Westervin Recommends

Westervin Recommends: September

It’s been a while since our last recommendations, but our gifted guest blogger Sarah Hughes has made it worth the wait. Boy are these a treat!

Annie Dillard

Westervin Recommends for September: Annie Dillard

{ some party from unexpectedtales }

With The Maytrees, Dillard manages to write a book that is not about love and death, but TOTALLY IS.  I don’t want to write a book review of this particular book, but I want to recommend Dillard, because I lost my breath reading her prose. I’m in phase where I’m feeling particularly disenchanted, and Annie begs you to stop being like that.  Seriously.  It made me love Cape Cod while I was there, even though it was raining atrociously and I hated all the tourists who made the lines to get clam chowder long.


Giving your stuff away for free

Westervin Recommends for September: Giving away your stuff for free

{ the couch in the street by Jessica Gardner }

This is a post about karma.  I don’t really believe in karma, so let’s call it physics.  Some law of matter says that there is a finite amount of matter in the universe.  It cannot decrease or increase; it simply changes.  I feel that way about stuff.  There is always the same amount of secondhand, curbside furniture in the universe, and it is your responsibility to give and take with balance.  If you try to make money from things you did not purchase, that is like trying to circumvent the laws of physics.  Or karma.  They seem really similar.


Grüner Veltliner

Westervin Recommends for September: Grüner Veltliner

{ hang me out to dry by Jena Ardell }

I know white wine season is almost over, but give this one a shot.  I really like the Höpler vineyard, which I had at a local restaurant and couldn’t stop mentioning every time I had a sip.  You can find them in the German wine section. They’re pretty reasonably priced, and they are the wine equivalent to granny smith apples, fresh laundry, and clean air.


Making your own sushi

Westervin Recommends for September: Making your own sushi

{ Hippo Sushi by Koala Joe }

We’re about 5 years late on this. It’s as easy as people say and gives me an excuse to eat pickled ginger by the jarful. I’m gonna go and try to predict more trends now.

Westervin Recommends

Westervin Recommends: MARCHing On

Our favorite guest bloggers are back!  Sarah Hughes and Seth York are here with another great batch of recommendations.  You’ll laugh.  You’ll cry.  You’ll want them to move in with you to entertain you with their whip-smart storytelling.

Vermont

photography by indieuh

{ by the observatory by India K }

To recommend a whole state may seem sort of generalized or inaccessible, but trust us, Vermont is awesome. As a state it seems conflicted. It’s sort of liberal and libertarian. They like solar power, but they also want you off their property. They wear a lot of hemp, but they’d just as soon you didn’t bring your southern nonsense in their business. And no one wants Wal-Mart.
For example, do you remember Chris Cooper in Adaptation? I swear that guy threatened to shoot us if we didn’t get off his property when we tried to walk through his covered bridge. But just down the road, we had some delightful, 5-year aged cheddar samples and a fruit & wine tasting! I embrace this dichotomy fully.
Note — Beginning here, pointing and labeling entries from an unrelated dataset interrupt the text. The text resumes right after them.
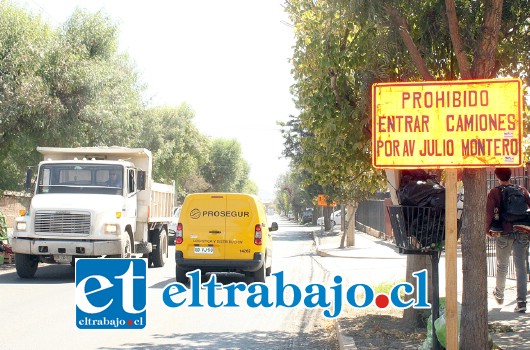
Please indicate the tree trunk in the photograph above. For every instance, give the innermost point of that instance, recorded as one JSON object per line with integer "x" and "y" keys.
{"x": 350, "y": 228}
{"x": 474, "y": 321}
{"x": 415, "y": 317}
{"x": 348, "y": 235}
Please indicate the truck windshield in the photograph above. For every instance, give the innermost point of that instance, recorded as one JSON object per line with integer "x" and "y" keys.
{"x": 76, "y": 178}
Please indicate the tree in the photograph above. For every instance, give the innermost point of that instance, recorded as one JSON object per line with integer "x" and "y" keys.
{"x": 225, "y": 169}
{"x": 66, "y": 87}
{"x": 343, "y": 47}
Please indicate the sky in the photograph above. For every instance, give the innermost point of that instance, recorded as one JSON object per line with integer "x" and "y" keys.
{"x": 229, "y": 60}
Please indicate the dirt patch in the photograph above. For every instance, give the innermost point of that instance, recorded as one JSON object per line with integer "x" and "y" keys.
{"x": 374, "y": 328}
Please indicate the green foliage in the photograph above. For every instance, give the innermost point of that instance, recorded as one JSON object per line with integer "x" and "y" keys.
{"x": 225, "y": 170}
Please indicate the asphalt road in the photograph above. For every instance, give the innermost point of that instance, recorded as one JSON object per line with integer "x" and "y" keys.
{"x": 41, "y": 312}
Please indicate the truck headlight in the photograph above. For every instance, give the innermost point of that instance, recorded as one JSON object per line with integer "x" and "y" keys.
{"x": 111, "y": 228}
{"x": 21, "y": 226}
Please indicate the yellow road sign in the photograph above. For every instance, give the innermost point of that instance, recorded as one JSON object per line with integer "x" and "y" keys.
{"x": 450, "y": 124}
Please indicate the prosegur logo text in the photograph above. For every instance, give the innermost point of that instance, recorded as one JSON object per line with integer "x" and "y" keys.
{"x": 330, "y": 299}
{"x": 196, "y": 213}
{"x": 110, "y": 293}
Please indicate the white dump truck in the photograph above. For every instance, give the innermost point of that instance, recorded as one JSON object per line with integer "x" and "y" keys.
{"x": 93, "y": 202}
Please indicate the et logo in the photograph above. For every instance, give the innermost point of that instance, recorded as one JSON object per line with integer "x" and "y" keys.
{"x": 110, "y": 293}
Home by Edward Sharpe and the Magnetic Zeros

I first heard this song as a “Tiny Desk Concert” on NPR-where a band squeezes into the music editor’s office and plays acoustic sets. It was awkward for this band since they appeared to have about twenty members, some of them only tangentially involved with the music-making. I loved it immediately. It was a like a big party with all your weird friends who sing and dance and tell stories, probably around a bonfire or something. Ok, well I don’t have those friends either, but for a couple minutes, I did.
Find the studio version of this song, but then also watch the Tiny Desk Concert. It’s really close up, they probably knocked over some paperwork and stuff, and the lighting is like daytime, office building lighting. But it’s the best way to see the band members hang out, and especially the lead singers who look like they’re in love and they just sing to each other and I wish it were my home.


Lint Rollers

photography by eros turranos

{ feast by eros turannos }

Something about me: I hate spending money on things I think I can make or feel entitled to get for free. This has traditionally included pens, staplers, umbrellas, travel mugs, folders, plants, and a host of other things. Including the lint roller. I thought just a piece of duct tape rolled onto itself would suffice, and mostly it did for my amateur lint rolling needs. You know, fuzz from other clothes, laundry lint. It did work, until we got a cat. Months ago, I could not have imagined the extreme dedication and dexterity cat hair has for ingratiating itself into all of your worldly possessions. Needless to say, I found a formidable foe. Now lint rolling now is like grabbing my keys before I try to catch the bus. It’s a necessity for everyday, just so my coworkers and classmates don’t think I own twenty long-haired cats or one large, cuddly Yeti.